The Christmas season brings acoustic hardship every year: Christmas pop songs that recur in an annual loop. As if “Last Christmas” from Wham! or Chris Rea's “Driving Home For Christmas” oppose the fast-paced music industry, these well-known music fossils block precious airtime on the radio just in time for the festival. Regardless of whether you find the songs annoying or good, they go into your ear - and stay there persistently.

But what does such a catchy tune do in the brain? And much more important: How do you get it out of there? For the first time, neuroanatomists have now been able to show that the brains of people who are susceptible to catchy tunes actually have special characteristics. In the study that was carried out, the participants were first asked about their earwig experiences and then examined their brains in an MRI scanner for abnormalities.

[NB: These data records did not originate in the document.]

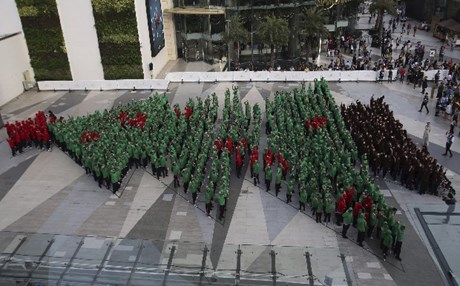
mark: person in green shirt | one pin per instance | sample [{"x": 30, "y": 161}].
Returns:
[
  {"x": 328, "y": 208},
  {"x": 399, "y": 240},
  {"x": 278, "y": 179},
  {"x": 362, "y": 227},
  {"x": 221, "y": 198},
  {"x": 268, "y": 177},
  {"x": 319, "y": 208},
  {"x": 208, "y": 197},
  {"x": 372, "y": 221},
  {"x": 115, "y": 178},
  {"x": 302, "y": 199},
  {"x": 387, "y": 240},
  {"x": 314, "y": 202},
  {"x": 186, "y": 178},
  {"x": 176, "y": 173},
  {"x": 347, "y": 219},
  {"x": 290, "y": 190},
  {"x": 194, "y": 185},
  {"x": 255, "y": 173}
]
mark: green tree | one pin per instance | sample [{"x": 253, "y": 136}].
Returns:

The less brains, the easier it is for us to think of “Last Christmas”

Lo and behold: the more you experience catchy tunes, the thinner the cerebral cortex is in two important auditory regions of the brain, the right Heschl’s transverse turn and the right lower frontal turn. The latter is also responsible, among other things, for suppressing musical sensations. The less oppression (through a thinner cerebral cortex), the more catchy tunes. Why other brain regions are also smaller in earwig-affine people, however, is not yet understandable. Obviously, however, the following applies: the less brain (at least in Heschl’s cross winding), the easier it is for us to think of “Last Christmas”.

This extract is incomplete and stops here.